The 40-bit fabric DRAM lives behind e1_axi4_interconnect and is addressed separately from the v0 32-bit MMIO aperture above. The two share no addresses: the fabric DRAM is the south side of the cache hierarchy; the v0 DRAM aperture is what the legacy DMA / NPU / display masters drive.

Documented adapter drift

Adapter location	Reason
CHI bridge ID width 6 → fabric ID width 4	`e1_chi_to_axi4_bridge` declares `ID_WIDTH=6` per AMBA CHI; the fabric uses 4-bit IDs. Adapter slices the low 4 bits on the master side and zero-pads the high 2 bits on the response side. Tracked in `rtl/top/adapters/README.md`.
IOMMU downstream ID width 6 → fabric ID width 4	Same drift as the CHI bridge; same adapter pattern.
Cluster AXI4 ID width 8 → fabric ID width 4	BLOCKED until per-core cluster wrappers ship. When unblocked, the cluster's 8-bit IDs (`{cluster_id, core_id, hart_local_id}`) get sliced to the fabric's 4-bit width with the same documented pattern.
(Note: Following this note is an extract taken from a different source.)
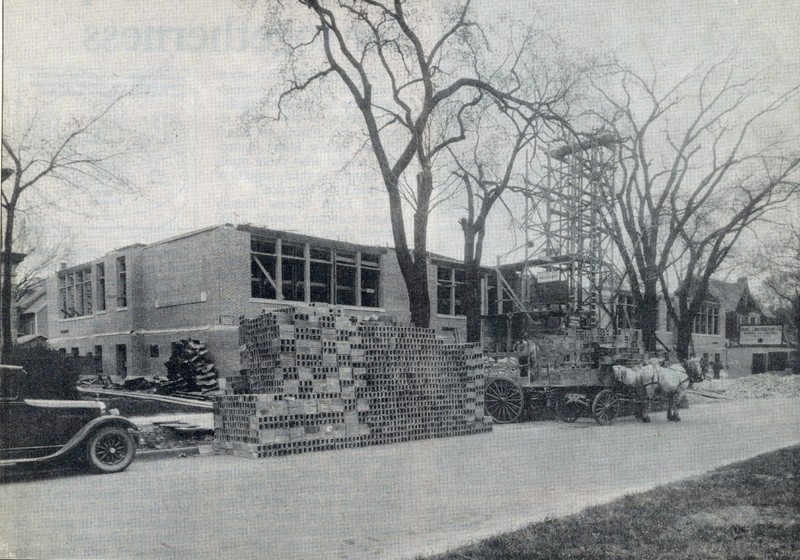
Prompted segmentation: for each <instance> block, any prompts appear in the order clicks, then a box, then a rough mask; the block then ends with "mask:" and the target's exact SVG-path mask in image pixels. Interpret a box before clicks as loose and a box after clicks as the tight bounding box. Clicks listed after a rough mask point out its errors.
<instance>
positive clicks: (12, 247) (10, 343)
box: [0, 199, 15, 360]
mask: <svg viewBox="0 0 800 560" xmlns="http://www.w3.org/2000/svg"><path fill="white" fill-rule="evenodd" d="M14 206H15V205H14V204H13V199H12V201H9V203H8V204H7V205H6V223H5V231H4V232H3V234H4V236H5V238H4V239H3V261H4V262H3V277H2V286H0V331H2V333H3V334H2V346H0V360H3V359H5V358H6V357H7V356H8V355H9V354H10V353H11V348H12V346H13V344H14V339H13V337H12V336H11V311H12V309H11V306H12V305H13V301H12V299H11V268H12V266H13V265H12V262H13V255H12V253H13V248H14V245H13V241H12V236H13V233H14Z"/></svg>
What this top does NOT prove

These items remain BLOCKED until later work; the integration top is explicit about them:

Real CPU execution (no core wrappers in lite mode).
Real coherent MESI traffic (cache RTL not instantiated; covered in verify/cocotb/cache/).
Real DFI 5.0 PHY (BLOCKED under docs/evidence/memory/lpddr-phy-procurement.yaml).
IPC / GB6 / MLPerf numbers — BLOCKED until silicon.

Evidence

Artifact	Contract
`docs/evidence/integration/soc-boot-smoke.yaml`	Boot-smoke cocotb pass / fail; fail-closed on Verilator absence
`docs/evidence/integration/cross-domain-interfaces.yaml`	Cross-domain edge wiring proofs; lists BLOCKED edges
`scripts/check_soc_integration.py`	Gate verifying all cross-domain interfaces are wired
`make soc-integration-check`	Aggregate gate
`make cocotb-soc-boot-smoke`	Boot-smoke cocotb
`make cocotb-cross-domain`	Cross-domain interfaces cocotb